Additional Cargo Flights to Space Station Ordered by NASA
NASA has ordered 12 additional cargo flights under its Commercial Resupply Services-2 (CRS-2) contracts to ensure continuous science and cargo delivery for the agency and its international partners to the International Space Station.
The 12 additional missions ordered – six each to Northrop Grumman and SpaceX – will provide resupply services to the station through 2026.
In 2016, NASA awarded three American companies CRS-2 contracts to resupply the International Space Station so crew members can continue to conduct science research and technology development that benefits people on Earth and supports human missions to the Moon and Mars.
While the maximum potential value of all contracts is $14 billion, NASA orders missions as needed, and the total prices paid under the contract will depend on which mission types are ordered.
On Oct. 16, 2020, NASA ordered two additional cargo flights from Northrop Grumman, and three additional missions from SpaceX beyond the minimum guarantee.
With this action, a total of 32 missions have been ordered by the agency for cargo resupply missions under the CRS-2 contracts with 14 missions to Northrop Grumman, three missions to Sierra Nevada Corporation (now Sierra Space), and 15 missions to SpaceX.

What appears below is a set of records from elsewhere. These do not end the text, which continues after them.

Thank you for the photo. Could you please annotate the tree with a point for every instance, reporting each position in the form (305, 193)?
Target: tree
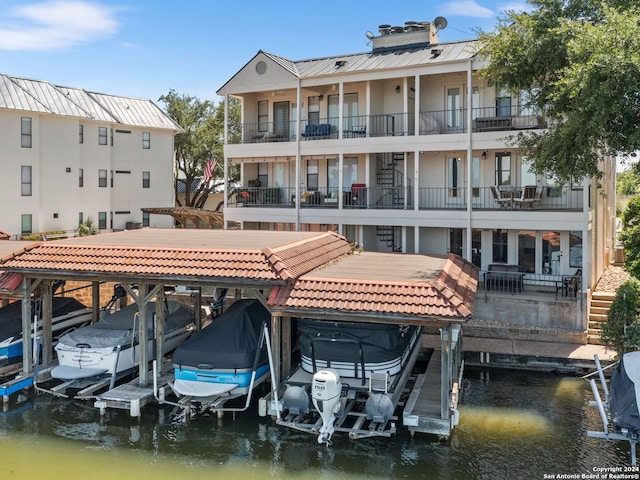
(203, 125)
(630, 236)
(621, 330)
(578, 61)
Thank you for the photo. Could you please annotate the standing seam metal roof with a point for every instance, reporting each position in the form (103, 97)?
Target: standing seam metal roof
(43, 97)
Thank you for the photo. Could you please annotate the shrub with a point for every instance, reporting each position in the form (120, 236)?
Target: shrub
(621, 331)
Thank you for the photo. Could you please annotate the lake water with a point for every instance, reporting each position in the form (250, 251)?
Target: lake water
(513, 425)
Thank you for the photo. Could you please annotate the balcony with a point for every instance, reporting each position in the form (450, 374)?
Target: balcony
(434, 122)
(402, 198)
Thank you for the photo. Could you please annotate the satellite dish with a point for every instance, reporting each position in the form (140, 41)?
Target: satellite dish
(440, 23)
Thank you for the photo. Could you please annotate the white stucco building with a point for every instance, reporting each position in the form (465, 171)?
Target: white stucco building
(69, 156)
(405, 148)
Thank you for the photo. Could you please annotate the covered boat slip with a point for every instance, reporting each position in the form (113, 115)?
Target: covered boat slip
(294, 274)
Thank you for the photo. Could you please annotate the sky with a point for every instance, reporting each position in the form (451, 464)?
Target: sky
(145, 48)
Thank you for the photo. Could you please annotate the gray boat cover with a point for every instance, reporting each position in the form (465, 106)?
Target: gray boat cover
(117, 328)
(229, 342)
(11, 315)
(379, 342)
(624, 389)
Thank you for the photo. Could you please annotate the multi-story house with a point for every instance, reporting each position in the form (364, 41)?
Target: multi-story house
(69, 156)
(405, 148)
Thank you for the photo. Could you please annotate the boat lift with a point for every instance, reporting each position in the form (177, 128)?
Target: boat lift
(609, 431)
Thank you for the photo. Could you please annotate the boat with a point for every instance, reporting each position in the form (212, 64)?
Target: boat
(225, 360)
(618, 405)
(350, 379)
(67, 313)
(110, 346)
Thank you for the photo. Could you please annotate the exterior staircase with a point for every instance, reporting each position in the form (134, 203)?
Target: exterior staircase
(598, 309)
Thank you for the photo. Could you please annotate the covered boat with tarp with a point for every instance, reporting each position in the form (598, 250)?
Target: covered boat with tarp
(618, 404)
(66, 312)
(227, 359)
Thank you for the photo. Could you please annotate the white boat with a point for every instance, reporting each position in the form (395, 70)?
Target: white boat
(67, 313)
(111, 346)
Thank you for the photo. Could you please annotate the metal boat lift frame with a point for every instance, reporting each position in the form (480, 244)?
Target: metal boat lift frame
(603, 407)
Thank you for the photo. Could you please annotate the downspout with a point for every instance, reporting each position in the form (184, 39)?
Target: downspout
(226, 160)
(467, 253)
(298, 160)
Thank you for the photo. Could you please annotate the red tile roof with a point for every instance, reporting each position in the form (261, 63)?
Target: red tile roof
(189, 254)
(447, 296)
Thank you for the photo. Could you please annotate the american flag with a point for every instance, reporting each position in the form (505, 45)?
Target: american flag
(208, 169)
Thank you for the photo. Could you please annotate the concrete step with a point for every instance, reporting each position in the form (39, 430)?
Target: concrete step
(597, 317)
(605, 296)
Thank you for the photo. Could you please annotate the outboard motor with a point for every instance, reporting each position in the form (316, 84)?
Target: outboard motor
(325, 392)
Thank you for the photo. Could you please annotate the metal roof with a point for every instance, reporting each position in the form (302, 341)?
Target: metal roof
(43, 97)
(378, 59)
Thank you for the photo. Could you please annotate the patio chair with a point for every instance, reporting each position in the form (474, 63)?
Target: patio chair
(502, 201)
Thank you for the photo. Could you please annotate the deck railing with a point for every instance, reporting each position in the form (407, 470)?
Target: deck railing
(429, 198)
(431, 122)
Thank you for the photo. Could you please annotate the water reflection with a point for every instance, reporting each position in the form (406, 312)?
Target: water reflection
(512, 425)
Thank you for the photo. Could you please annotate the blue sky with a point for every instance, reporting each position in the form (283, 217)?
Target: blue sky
(144, 48)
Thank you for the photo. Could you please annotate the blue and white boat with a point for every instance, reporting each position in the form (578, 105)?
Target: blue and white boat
(227, 359)
(67, 313)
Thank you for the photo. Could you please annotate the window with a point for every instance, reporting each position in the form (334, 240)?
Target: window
(26, 180)
(526, 175)
(313, 111)
(503, 169)
(263, 116)
(454, 177)
(312, 174)
(500, 242)
(25, 130)
(263, 174)
(575, 249)
(551, 252)
(102, 220)
(527, 251)
(503, 102)
(102, 178)
(102, 136)
(454, 108)
(26, 223)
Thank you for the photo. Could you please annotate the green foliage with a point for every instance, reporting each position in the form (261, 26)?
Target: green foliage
(203, 125)
(628, 182)
(87, 228)
(621, 331)
(630, 236)
(580, 62)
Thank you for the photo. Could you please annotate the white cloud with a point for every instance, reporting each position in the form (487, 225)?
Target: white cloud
(468, 8)
(55, 24)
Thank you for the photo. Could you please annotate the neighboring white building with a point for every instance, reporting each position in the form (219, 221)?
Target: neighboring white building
(401, 148)
(69, 155)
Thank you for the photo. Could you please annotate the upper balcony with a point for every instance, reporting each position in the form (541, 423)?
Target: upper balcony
(433, 122)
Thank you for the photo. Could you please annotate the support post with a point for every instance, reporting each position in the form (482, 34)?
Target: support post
(445, 371)
(47, 321)
(276, 348)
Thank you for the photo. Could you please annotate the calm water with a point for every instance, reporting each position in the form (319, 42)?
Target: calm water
(512, 425)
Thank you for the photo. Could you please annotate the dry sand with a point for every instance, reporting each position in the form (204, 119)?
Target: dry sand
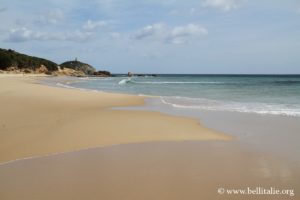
(156, 170)
(136, 163)
(38, 120)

A little more than two years after the end of the Space Shuttle Program, SpaceX and Orbital ATK (now Northrop Grumman) began successfully resupplying the space station with cargo launched from the United States. The companies developed the rockets and spacecraft through public-private partnerships under the agency’s Commercial Orbital Transportation Services (COTS) program, an initiative that aimed to achieve safe, reliable and cost-effective commercial transportation to and from the space station and low-Earth orbit. NASA then awarded Orbital ATK and SpaceX commercial resupply services contracts to each deliver at least 20 metric tons of cargo to the orbiting laboratory.
NASA says this partnership is changing the way the agency does business, helping build a strong American commercial space industry, and freeing the agency to focus on developing the next-generation rocket and spacecraft that will allow us to travel farther in space than ever before.